Creating — new scenes from a sentence

The deepest capability: the assistant can author brand-new visual worlds into your library.

Create a scene createScene

From a description — yours in English, translated by the assistant into the app's scene language. It can build simple shader pieces, multi-layer scenes with persistent feedback, particle/fluid simulations with millions of particles, and even declarative 3D scenes with real materials and cameras.

New scenes appear in your menu alongside the built-ins and are saved with the app.

Make me a scene: a lighthouse beam sweeping through slow rain, mostly darkness, the beam widens on the drop.
Refine it updateScene · validateScene

The assistant iterates: check the scene compiles, audition it at the four musical moments, look at the sheet, adjust, repeat — the same taste loop a human designer runs, in seconds per lap.

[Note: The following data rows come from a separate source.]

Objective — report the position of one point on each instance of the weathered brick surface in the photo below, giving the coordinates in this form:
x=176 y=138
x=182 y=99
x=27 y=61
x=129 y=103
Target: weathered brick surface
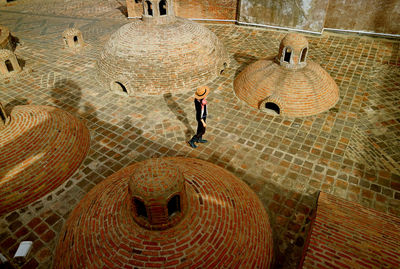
x=298 y=88
x=225 y=225
x=6 y=41
x=150 y=58
x=348 y=235
x=40 y=148
x=209 y=9
x=350 y=151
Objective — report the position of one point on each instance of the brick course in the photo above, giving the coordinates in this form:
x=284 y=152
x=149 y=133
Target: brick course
x=160 y=55
x=348 y=235
x=40 y=148
x=225 y=226
x=297 y=88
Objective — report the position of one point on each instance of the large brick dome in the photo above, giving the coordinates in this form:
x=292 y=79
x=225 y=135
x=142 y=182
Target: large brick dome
x=40 y=148
x=287 y=84
x=222 y=225
x=160 y=54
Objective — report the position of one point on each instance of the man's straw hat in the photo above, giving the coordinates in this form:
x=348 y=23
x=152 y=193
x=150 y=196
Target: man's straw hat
x=202 y=92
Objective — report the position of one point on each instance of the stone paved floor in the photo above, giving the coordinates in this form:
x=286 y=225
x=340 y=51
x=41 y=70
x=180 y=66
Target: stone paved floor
x=351 y=151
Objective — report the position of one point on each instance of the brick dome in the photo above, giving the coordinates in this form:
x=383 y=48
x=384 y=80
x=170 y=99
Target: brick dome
x=160 y=54
x=287 y=84
x=5 y=38
x=157 y=190
x=225 y=224
x=40 y=148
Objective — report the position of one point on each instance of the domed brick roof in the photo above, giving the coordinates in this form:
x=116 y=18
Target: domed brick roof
x=155 y=178
x=224 y=225
x=40 y=148
x=5 y=38
x=160 y=54
x=71 y=31
x=288 y=84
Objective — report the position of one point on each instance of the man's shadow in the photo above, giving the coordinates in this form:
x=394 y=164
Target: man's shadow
x=179 y=113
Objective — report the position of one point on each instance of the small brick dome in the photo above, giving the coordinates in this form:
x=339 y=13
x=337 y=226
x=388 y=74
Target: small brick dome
x=5 y=38
x=225 y=224
x=40 y=148
x=288 y=85
x=70 y=32
x=157 y=190
x=160 y=54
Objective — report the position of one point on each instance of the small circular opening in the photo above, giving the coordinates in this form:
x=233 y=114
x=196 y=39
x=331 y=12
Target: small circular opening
x=118 y=87
x=272 y=108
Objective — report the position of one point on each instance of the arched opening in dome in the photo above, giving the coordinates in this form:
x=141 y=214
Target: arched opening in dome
x=272 y=107
x=287 y=55
x=174 y=205
x=163 y=7
x=140 y=208
x=3 y=116
x=118 y=87
x=9 y=66
x=223 y=69
x=149 y=8
x=303 y=55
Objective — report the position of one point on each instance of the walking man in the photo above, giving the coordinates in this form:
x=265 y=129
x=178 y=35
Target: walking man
x=200 y=103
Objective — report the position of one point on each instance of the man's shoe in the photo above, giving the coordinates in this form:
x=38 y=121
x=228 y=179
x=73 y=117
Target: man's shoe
x=191 y=143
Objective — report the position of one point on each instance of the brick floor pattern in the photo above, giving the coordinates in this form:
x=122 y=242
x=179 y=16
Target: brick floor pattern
x=225 y=226
x=40 y=149
x=347 y=235
x=286 y=161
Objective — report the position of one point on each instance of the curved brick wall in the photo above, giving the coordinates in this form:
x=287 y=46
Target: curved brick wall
x=40 y=149
x=225 y=226
x=153 y=59
x=302 y=92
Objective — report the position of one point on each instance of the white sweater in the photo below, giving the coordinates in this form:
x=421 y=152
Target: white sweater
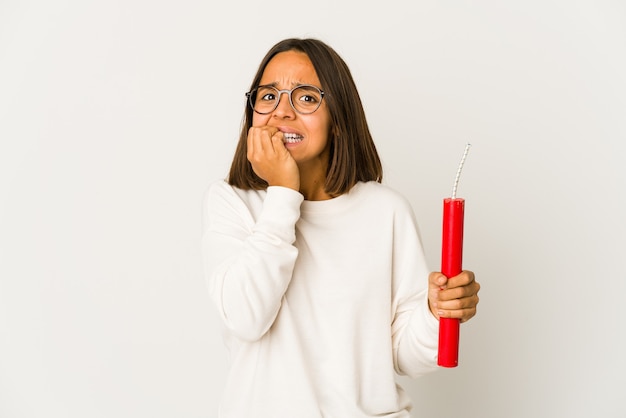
x=322 y=302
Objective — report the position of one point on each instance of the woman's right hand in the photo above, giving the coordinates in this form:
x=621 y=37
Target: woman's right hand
x=270 y=159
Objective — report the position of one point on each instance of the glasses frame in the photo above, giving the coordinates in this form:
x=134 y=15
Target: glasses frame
x=279 y=93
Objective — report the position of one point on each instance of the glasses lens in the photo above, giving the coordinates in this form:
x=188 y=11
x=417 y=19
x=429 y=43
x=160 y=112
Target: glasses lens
x=306 y=99
x=264 y=99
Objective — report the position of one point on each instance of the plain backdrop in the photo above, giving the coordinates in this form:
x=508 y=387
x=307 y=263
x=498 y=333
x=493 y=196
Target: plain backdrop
x=115 y=115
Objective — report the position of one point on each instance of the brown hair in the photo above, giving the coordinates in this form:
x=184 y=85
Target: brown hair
x=353 y=156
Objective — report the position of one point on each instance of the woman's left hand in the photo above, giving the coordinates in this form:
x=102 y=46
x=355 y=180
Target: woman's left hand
x=454 y=297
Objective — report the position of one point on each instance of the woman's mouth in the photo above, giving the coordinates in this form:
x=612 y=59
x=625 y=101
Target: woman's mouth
x=291 y=138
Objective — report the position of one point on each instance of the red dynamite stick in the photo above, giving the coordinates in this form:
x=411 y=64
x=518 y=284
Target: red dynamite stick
x=451 y=262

The rain reads too busy — thin it out and make the quiet panels darker.
Housekeeping deleteScene

Remove an authored scene. Destructive, so assistants are asked to confirm before it happens. Built-in scenes can't be deleted.

Three sessions to steal

The art director

Look at what's on screen. I'm playing slow house all evening — tune the look so it feels expensive: darker floor, warmer highlights, drops that swell instead of strobe. Check your work with a snapshot after each change.

The scene commission

Read the authoring guide, then build me a scene called "Harbor": navy darkness, a slow lighthouse beam, rain that thickens with the music's energy. Audition it at all four moments and iterate until the quiet panel is genuinely dark and the drop feels like the beam catching you. Then save a look for it called Harbor Night.

The night shift

Build a 45-minute looping show from my saved looks — calm ones first, peak in the middle, land soft. 3-second crossfades. Start it, then check the performance numbers and tell me if anything's heavy.